The picture shows things attaching to the water pipe at the point of entry. I don't feel that any water pipe after that first 5 feet can be used to jumper the gas line.


----------



## RIVETER (Sep 26, 2009)

220/221 said:


> I never noticed the section that says _the appliance egc acts as a bond_ but in this case, the furnace had no egc (old 2 wire).
> 
> 
> I _might_ try to use that one some day.


Not quite sure what you are saying but the fan, etc, has to have a maintained "bond", and that is to trip the breaker if a phase to ground fault occurs.


----------



## 220/221 (Sep 25, 2007)

> Unless you have a way to see the future you can not in any way convince me this piping is "likely" to become energized. In fact, it is likely that it will not ever become energized.


That's a whole nother story. More poor wordsmanship by the NEC. Personally, I strive to make my piping systems *unlikely *to be energized.




RIVETER said:


> Not quite sure what you are saying but the fan, etc, has to have a maintained "bond", and that is to trip the breaker if a phase to ground fault occurs.

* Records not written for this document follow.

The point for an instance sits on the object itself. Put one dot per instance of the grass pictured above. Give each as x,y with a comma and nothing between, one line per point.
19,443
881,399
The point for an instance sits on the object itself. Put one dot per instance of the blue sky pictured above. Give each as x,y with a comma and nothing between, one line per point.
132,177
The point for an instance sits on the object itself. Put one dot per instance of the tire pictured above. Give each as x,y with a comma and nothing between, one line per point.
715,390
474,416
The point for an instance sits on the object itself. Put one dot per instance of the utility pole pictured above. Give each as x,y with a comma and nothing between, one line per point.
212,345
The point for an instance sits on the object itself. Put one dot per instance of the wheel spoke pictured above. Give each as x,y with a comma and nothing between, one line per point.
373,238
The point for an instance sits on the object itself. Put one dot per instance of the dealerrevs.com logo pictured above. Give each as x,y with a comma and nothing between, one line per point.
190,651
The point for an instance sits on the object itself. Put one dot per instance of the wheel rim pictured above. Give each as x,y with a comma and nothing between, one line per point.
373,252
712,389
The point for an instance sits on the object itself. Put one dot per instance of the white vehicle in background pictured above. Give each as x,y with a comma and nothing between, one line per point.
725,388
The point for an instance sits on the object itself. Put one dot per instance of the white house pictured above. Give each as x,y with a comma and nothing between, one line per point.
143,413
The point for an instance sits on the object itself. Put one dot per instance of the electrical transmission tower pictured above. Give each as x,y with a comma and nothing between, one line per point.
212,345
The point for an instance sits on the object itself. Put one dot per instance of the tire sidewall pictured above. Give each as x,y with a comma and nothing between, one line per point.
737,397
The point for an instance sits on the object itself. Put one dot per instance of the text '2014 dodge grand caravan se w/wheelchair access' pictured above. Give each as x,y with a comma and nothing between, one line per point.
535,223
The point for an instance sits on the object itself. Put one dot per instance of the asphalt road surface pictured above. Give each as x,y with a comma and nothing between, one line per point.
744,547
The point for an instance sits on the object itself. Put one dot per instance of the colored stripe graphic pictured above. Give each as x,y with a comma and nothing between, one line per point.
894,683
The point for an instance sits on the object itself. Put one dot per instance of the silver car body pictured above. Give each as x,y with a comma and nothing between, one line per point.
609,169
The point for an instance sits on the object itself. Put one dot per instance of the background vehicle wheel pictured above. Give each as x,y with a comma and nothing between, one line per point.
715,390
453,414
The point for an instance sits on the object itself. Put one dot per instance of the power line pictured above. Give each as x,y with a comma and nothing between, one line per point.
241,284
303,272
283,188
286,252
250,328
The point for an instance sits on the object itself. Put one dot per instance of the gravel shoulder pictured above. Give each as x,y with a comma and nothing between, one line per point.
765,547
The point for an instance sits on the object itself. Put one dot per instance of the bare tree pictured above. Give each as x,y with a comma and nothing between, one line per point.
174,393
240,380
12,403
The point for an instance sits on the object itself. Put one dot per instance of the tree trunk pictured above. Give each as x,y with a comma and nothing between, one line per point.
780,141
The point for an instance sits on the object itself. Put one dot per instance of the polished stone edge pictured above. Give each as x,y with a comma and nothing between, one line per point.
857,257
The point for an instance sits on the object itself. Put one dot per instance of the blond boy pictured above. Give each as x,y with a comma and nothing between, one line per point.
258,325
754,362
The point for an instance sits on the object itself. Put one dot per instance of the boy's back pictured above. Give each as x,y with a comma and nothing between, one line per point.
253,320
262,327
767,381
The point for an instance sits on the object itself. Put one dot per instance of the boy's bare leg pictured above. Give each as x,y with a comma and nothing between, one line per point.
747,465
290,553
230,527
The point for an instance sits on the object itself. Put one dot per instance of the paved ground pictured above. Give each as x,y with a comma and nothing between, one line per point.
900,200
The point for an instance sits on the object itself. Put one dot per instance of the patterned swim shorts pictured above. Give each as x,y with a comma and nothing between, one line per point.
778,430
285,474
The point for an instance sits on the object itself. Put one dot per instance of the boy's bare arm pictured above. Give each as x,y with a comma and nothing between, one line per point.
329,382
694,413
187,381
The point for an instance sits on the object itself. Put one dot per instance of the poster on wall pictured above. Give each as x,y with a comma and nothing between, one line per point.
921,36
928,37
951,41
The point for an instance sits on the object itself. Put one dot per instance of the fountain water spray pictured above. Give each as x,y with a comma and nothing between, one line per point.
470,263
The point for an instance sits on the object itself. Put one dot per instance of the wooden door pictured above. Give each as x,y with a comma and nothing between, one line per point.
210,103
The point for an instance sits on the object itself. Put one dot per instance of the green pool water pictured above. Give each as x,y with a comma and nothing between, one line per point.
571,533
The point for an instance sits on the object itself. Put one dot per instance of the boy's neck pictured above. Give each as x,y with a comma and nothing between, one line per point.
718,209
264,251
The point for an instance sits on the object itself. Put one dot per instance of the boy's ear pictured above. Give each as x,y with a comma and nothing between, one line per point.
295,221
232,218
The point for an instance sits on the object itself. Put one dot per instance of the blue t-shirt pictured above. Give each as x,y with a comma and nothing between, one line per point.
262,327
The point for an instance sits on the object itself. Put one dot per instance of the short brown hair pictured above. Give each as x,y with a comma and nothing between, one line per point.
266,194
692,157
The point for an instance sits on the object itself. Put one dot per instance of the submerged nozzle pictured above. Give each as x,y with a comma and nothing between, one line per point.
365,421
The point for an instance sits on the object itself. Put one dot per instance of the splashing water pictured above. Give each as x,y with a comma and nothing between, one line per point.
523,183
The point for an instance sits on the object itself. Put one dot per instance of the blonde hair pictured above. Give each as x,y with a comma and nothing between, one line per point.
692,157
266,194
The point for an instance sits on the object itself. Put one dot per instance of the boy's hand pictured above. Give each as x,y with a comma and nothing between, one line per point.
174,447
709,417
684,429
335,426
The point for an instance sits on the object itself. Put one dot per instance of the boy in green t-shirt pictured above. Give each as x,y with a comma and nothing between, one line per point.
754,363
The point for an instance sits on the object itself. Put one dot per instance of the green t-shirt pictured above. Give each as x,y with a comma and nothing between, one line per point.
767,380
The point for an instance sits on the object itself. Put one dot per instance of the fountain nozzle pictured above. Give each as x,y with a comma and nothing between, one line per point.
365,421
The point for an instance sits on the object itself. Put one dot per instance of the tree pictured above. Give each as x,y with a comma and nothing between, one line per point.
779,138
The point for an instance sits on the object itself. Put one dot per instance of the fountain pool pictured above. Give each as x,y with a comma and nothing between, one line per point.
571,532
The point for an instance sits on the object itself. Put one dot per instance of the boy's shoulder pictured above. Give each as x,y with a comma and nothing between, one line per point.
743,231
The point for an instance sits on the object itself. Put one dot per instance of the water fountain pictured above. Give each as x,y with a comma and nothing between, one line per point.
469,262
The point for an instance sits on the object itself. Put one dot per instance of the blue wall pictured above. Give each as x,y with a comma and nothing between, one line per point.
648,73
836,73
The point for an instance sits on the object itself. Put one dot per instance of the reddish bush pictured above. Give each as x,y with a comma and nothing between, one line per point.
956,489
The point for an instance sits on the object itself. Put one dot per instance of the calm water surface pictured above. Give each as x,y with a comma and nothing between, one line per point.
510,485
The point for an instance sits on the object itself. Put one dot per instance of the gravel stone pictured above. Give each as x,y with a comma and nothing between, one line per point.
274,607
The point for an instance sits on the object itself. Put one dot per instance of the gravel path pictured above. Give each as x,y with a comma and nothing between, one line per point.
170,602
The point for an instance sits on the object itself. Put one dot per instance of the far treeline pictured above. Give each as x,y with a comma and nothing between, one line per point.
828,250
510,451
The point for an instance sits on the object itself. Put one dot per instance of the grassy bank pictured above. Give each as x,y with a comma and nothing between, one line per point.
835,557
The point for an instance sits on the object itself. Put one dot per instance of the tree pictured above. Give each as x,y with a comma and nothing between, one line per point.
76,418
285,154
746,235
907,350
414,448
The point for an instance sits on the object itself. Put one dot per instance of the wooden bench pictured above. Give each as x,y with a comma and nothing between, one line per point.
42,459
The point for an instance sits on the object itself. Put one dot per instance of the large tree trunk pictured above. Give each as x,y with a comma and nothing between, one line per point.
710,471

I'm saying in this case that, because it's supplied by old ungrounded romex, the fan doesn't have an EGC so there is no bond.




> The picture shows things attaching to the water pipe at the point of entry. I don't feel that any water pipe after that first 5 feet can be used to jumper the gas line.


I don't see any scale to that picture, or a water shutoff valve  

To me, it identifies what a bonding jumper is and the code section infers that you bond the pipe with a bonding jumper.


----------



## RIVETER (Sep 26, 2009)

220/221 said:


> That's a whole nother story. More poor wordsmanship by the NEC. Personally, I strive to make my piping systems *unlikely *to be energized.
> 
> 
> 
> ...


You have to understand what is BOND...and what is GROUND.


----------



## 220/221 (Sep 25, 2007)

RIVETER said:


> You have to understand what is BOND...and what is GROUND.


 
Enlighten me.

I'm thinking that the water pipe is *bonded* to the neutral bus in the service panel via a *bonding jumper* and the gas pipe is *bonded* to the water pipe in the same fashion.

If the gas furnace had a *ground* wire, the gas piping would not need additional *bonding* because the ground serves as a* bond.*


----------